Cropley testemunhou a Autocar evoluir de uma publicação exclusivamente impressa para uma plataforma multimídia, adaptando-se às exigências da era digital. Apesar de sua vasta experiência, ele expressa pouco apetite para revisitar o passado em um ambiente que evolui tão rapidamente. Sua perspectiva é de constante inovação e adaptação, o que se alinha com o sucesso do podcast “My Week In Cars”, cuja recepção generosa o deixou surpreso e encantado. Este sucesso demonstra que, mesmo com a mudança de formatos, a paixão por carros e a capacidade de comunicar histórias automotivas continuam a ressoar com o público. Cropley, como muitos no setor, continua a buscar novas formas de engajar os entusiastas.

O que sabemos
- Jeremy Clarkson revelou seus carros favoritos em um podcast especial da Autocar.
- Ele estava entediado devido à inatividade na agricultura e à chuva constante desde o Natal.
- Clarkson comprou uma nova mesa de designer de alumínio de £3000 no dia anterior ao encontro.
- Apesar de sua aversão a podcasts, ele respondeu prontamente a um pedido de entrevista de uma hora.
- O encontro ocorreu na Diddly Squat Farm, às 14h30 de uma segunda-feira.
- A fazenda tinha uma nova casa imponente e um pátio cercado por edifícios de trabalho antigos.
- Havia uma equipe de produção de TV na fazenda para a próxima parte de “Clarkson’s Farm”.
- O escritório da nova fazenda era espaçoso, com quadros de carros e envidraçado do chão ao teto.
- Clarkson foi amigável e acolhedor, expressando gratidão pela visita.
- Ele confirmou entusiasticamente que ainda é um entusiasta de carros.
- Clarkson não tem entusiasmo por carros elétricos, chamando-os de “eletrodomésticos”.

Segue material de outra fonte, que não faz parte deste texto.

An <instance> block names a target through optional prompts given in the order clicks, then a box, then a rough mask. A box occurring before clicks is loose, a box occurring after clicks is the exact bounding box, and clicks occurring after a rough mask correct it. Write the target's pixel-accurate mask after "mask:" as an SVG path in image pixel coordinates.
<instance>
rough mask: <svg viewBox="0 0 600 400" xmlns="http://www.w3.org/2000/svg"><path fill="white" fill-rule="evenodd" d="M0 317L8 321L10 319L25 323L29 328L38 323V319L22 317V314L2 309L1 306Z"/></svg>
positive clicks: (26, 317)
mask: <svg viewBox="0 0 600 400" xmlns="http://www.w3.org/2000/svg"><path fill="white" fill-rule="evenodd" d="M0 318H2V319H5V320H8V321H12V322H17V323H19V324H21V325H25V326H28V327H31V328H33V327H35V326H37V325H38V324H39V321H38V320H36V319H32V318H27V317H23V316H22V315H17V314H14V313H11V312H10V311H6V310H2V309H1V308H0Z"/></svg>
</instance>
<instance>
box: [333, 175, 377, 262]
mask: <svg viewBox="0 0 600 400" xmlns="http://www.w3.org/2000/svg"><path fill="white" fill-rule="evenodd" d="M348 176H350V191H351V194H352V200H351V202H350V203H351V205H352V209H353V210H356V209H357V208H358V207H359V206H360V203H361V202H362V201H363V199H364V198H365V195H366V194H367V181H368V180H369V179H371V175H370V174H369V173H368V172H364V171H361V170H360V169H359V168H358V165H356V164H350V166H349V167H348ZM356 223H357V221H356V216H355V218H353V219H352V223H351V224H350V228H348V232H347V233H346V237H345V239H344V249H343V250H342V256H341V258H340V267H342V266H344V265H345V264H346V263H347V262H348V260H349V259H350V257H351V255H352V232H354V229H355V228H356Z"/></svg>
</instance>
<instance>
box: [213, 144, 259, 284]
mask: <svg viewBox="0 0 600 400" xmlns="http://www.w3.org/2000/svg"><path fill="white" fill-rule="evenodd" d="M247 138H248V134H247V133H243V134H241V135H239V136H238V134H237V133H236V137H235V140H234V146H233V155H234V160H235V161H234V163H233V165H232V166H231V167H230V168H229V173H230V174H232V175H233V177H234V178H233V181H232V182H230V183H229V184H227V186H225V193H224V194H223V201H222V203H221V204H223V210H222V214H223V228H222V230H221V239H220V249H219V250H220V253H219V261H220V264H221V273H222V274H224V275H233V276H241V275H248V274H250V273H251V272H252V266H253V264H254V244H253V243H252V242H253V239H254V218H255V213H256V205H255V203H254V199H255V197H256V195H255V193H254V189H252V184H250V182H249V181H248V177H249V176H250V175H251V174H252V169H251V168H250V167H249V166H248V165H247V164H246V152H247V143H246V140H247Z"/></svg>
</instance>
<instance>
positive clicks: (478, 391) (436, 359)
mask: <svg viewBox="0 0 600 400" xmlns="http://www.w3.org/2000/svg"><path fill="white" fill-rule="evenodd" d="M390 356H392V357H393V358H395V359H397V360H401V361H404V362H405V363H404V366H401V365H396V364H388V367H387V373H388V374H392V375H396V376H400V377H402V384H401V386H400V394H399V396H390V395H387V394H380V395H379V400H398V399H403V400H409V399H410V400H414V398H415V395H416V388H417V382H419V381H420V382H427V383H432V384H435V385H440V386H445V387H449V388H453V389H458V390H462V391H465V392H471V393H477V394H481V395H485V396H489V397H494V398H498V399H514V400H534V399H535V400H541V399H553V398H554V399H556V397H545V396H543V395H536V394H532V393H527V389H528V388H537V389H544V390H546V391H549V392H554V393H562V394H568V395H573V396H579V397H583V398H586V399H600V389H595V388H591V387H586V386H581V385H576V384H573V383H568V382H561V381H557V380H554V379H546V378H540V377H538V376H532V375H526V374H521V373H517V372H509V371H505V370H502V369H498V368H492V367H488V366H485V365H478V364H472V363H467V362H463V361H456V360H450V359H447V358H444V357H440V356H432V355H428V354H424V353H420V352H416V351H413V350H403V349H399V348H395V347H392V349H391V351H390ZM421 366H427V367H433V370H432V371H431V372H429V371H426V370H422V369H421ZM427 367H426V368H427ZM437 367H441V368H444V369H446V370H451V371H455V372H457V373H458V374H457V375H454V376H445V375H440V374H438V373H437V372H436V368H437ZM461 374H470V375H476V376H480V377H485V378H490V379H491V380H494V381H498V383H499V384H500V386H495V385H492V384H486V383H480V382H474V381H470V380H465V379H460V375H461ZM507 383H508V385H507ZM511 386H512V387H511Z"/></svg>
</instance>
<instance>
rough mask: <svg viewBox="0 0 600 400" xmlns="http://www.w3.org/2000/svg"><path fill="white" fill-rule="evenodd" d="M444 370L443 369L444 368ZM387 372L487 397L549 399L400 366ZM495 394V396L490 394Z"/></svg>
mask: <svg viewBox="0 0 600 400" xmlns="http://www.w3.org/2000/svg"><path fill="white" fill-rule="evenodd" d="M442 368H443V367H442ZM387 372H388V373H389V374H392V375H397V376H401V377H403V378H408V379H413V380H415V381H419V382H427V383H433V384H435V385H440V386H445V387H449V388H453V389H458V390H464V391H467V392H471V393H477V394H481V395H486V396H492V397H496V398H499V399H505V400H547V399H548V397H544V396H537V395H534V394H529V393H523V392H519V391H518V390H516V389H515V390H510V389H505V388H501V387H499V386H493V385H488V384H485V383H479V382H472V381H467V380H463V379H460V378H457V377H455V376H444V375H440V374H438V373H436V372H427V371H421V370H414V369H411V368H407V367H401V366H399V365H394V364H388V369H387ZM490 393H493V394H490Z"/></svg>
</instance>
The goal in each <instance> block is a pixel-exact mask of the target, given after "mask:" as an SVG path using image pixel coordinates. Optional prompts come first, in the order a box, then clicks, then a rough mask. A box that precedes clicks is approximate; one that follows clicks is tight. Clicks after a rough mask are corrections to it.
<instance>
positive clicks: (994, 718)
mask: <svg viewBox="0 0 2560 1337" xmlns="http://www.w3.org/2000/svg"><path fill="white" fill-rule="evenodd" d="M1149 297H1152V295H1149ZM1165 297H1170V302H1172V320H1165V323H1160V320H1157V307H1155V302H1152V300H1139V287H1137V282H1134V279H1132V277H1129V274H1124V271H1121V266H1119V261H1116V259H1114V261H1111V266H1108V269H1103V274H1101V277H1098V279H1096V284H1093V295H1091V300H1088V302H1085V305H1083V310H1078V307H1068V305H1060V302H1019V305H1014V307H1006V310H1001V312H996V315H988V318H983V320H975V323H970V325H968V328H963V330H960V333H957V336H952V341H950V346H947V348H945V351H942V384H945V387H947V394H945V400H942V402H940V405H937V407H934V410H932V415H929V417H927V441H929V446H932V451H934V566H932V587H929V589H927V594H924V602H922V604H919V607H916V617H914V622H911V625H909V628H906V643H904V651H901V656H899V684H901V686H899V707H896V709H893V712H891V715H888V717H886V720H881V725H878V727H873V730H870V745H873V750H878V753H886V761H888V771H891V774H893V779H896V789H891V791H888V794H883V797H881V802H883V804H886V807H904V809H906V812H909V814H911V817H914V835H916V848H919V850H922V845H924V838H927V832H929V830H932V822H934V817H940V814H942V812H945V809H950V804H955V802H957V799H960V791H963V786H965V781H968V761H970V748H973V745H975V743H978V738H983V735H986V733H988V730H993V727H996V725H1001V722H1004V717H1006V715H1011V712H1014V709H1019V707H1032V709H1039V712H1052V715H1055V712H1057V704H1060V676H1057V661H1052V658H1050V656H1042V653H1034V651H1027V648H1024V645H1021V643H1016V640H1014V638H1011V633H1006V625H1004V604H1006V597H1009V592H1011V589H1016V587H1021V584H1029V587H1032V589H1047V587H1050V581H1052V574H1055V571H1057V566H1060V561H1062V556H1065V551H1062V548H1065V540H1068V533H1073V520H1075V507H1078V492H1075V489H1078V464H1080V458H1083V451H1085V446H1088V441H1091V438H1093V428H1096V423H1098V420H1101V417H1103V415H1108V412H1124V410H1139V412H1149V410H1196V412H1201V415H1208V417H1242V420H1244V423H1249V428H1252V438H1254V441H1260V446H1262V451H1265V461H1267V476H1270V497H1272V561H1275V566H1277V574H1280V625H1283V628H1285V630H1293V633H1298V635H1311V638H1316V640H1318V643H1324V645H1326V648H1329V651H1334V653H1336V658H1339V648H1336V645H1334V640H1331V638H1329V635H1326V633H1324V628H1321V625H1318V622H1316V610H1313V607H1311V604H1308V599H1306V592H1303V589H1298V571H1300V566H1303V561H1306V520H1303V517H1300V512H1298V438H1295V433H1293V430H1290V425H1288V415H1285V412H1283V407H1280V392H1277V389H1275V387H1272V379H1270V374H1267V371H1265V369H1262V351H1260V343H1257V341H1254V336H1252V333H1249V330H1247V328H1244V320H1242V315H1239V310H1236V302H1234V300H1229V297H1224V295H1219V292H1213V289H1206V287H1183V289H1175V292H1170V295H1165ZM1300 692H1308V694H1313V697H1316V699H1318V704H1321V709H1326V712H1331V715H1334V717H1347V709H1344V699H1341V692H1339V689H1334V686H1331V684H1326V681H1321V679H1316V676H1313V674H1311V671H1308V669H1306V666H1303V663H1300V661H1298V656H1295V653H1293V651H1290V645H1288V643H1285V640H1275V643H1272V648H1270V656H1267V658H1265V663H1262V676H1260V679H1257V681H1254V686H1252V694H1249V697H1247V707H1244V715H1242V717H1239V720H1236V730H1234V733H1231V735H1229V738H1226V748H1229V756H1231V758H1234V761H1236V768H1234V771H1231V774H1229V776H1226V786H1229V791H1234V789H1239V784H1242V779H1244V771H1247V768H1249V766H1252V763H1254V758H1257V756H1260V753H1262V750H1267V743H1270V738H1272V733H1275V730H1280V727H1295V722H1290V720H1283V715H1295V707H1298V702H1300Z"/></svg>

- Ele aprecia motores a gasolina sofisticados, considerando-os a “alma” de um carro.
- Clarkson tem entusiasmo por veículos da Lamborghini.
- Ele preferiria comprar um Lexus LFA se a oportunidade surgisse.
- Clarkson está otimista sobre as capacidades e o potencial do “novo trio” de The Grand Tour.
- Ele acredita que o novo formato de The Grand Tour funcionará.
- Clarkson foi verificar seus trabalhadores na chuva e voltaria a gravar o programa de fazenda no dia seguinte.
- Seu amor por carros está “em um lugar muito próximo ao seu coração”.
- Steve Cropley, com mais de 30 anos de experiência, é o membro mais antigo da equipe editorial da Autocar.
- Cropley se considera o “long stop” da revista.
- Ele viu muitas mudanças desde que a Autocar era apenas impressa.
- Cropley tem pouco interesse em olhar para trás em um ambiente em rápida evolução.
- Ele ficou surpreso e encantado com a recepção generosa do podcast “My Week In Cars”.
O que ainda não foi confirmado
- O motivo exato da visita de Matt Prior e do autor à Diddly Squat Farm, além da mesa.
- O conteúdo completo do podcast Autocar.
- A definição exata de “eletrodomésticos” em relação aos carros elétricos por Clarkson.
- A interpretação completa de “alma” para motores a gasolina na visão de Clarkson.
- O significado preciso do termo “long stop” usado por Steve Cropley para descrever seu papel.
- A identidade ou o formato exato do “novo trio” de The Grand Tour.
- Os detalhes sobre os “clumps of workmen” que Clarkson foi ver.
- A especificação do que Clarkson quis dizer com “a place pretty close to his heart” em relação ao seu amor por carros.
- Detalhes sobre o “long suffering colleague” que faz o podcast com Steve Cropley.
A entrevista de Jeremy Clarkson para a Autocar é mais do que uma simples lista de carros favoritos; é um manifesto de sua filosofia automotiva. Em um momento de transição para a indústria, com a eletrificação ganhando força, sua voz representa uma parcela significativa de entusiastas que ainda veem nos motores a combustão o verdadeiro espírito do automóvel. Sua capacidade de ser autêntico, mesmo quando suas opiniões desafiam o consenso, mantém sua relevância e o posiciona como uma figura central na cultura automotiva global, um observador perspicaz que, mesmo entediado em sua fazenda, continua a influenciar o debate sobre o futuro sobre rodas.